The appointment was confirmed by Dangote Fertiliser Managing Director, Vishwajit Sinha, in an email response to enquiries.
The timing is not accidental. The move is widely seen as a boardroom signal ahead of a proposed initial public offering (IPO) expected later this year. Bringing in a sitting chief executive with deep experience in public markets strengthens the company’s governance profile at the exact moment it plans to open up ownership to public investors.
Dangote Fertiliser is one of Africa’s biggest industrial projects and a major part of Aliko Dangote’s strategy to deepen the continent’s agricultural value chain. It also fits a bigger capital strategy: positioning the group to attract long-term institutional funding by combining large-scale production capacity with stronger transparency and investor-ready structures.
Mupita’s selection is tied closely to capital market execution. He is credited with leading the landmark listing of MTN Nigeria on the NGX in 2019, one of the most significant transactions in Nigeria’s recent capital market history.
Since that listing, MTN Nigeria’s revenues have more than quadrupled, and the company has grown into one of the exchange’s most valuable stocks. With an estimated market capitalisation of about $8.6 billion, MTN Nigeria is currently ranked as the NGX’s second-largest listed company, behind BUA Foods.
Mupita has led MTN Group for over five years and joined the company in 2017 as Chief Financial Officer. Before MTN, he held senior roles at South Africa’s Old Mutual. He is also an engineer by training, a detail that aligns with the scale and technical demands of Dangote’s heavy industrial operations.

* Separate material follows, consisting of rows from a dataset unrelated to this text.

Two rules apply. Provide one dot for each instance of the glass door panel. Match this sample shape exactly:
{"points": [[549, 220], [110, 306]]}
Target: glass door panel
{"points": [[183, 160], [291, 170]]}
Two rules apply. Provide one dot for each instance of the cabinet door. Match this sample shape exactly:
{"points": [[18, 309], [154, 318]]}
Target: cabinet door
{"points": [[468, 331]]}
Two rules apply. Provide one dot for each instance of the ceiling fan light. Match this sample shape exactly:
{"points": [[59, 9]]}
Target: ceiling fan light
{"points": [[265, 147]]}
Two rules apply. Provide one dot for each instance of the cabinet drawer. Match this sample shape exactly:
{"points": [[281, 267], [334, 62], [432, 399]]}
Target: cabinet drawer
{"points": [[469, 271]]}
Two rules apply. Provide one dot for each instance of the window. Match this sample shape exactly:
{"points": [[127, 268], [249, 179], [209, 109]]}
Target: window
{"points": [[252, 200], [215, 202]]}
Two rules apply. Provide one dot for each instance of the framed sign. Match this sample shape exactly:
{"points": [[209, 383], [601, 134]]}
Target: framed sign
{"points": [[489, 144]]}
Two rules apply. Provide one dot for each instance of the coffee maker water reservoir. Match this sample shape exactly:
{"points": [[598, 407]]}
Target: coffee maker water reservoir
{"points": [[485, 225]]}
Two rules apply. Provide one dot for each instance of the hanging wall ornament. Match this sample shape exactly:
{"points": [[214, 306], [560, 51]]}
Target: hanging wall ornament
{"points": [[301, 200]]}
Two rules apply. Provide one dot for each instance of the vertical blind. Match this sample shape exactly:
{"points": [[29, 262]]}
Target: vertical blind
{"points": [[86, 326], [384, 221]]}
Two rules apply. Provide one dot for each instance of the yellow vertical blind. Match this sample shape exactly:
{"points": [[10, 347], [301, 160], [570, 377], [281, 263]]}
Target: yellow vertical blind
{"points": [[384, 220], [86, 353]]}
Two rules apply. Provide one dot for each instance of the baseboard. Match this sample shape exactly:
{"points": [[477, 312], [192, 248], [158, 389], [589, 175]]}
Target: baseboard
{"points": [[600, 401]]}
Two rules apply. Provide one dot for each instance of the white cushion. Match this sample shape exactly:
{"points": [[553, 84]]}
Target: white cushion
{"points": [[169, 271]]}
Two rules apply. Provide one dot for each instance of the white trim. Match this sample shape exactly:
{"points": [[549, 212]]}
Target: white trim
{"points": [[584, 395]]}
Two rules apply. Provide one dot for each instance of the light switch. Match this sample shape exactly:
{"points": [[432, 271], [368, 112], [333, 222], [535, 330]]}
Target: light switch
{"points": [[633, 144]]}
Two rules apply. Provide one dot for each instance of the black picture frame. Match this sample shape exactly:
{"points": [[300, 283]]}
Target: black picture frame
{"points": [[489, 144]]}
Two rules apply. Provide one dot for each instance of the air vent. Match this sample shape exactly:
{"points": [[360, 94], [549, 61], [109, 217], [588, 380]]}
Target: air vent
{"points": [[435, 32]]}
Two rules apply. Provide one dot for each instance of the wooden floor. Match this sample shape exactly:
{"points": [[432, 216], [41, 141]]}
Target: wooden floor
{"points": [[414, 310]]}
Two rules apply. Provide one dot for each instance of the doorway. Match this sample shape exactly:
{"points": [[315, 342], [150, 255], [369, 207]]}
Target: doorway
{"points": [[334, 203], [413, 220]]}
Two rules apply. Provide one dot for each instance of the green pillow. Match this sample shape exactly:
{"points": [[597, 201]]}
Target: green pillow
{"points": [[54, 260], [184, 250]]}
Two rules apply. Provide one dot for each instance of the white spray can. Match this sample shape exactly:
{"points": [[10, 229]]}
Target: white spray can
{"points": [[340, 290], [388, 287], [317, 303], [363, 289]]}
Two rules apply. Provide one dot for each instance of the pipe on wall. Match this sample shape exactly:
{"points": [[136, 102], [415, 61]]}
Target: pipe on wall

Dangote Fertiliser currently produces about 3 million metric tonnes of granulated urea annually from its $2.5 billion production complex in Lagos. The company says it has ambitious expansion plans aimed at becoming the world’s largest fertiliser producer by 2028.
As part of that push, Dangote has disclosed plans to expand its Lagos facility and begin construction of a new fertiliser plant in Ethiopia this year, extending its footprint beyond Nigeria and targeting a larger share of Africa’s growing market for agricultural inputs.
That demand is rising fast. Africa has the world’s fastest-growing population, and the African Development Bank projects the agricultural sector could become a market worth more than $1 trillion by 2030. Yet farm productivity remains held back by low fertiliser use, weak infrastructure, and limited access to finance, gaps that create space for large-scale producers with the ability to supply at volume.
The fertiliser listing is also part of a wider plan inside the Dangote Group. Beyond fertiliser, the group is preparing to list its refinery business as well, based on earlier statements by Aliko Dangote. The planned IPOs are expected to raise new capital, deepen transparency, and broaden ownership to include both domestic and international institutional investors.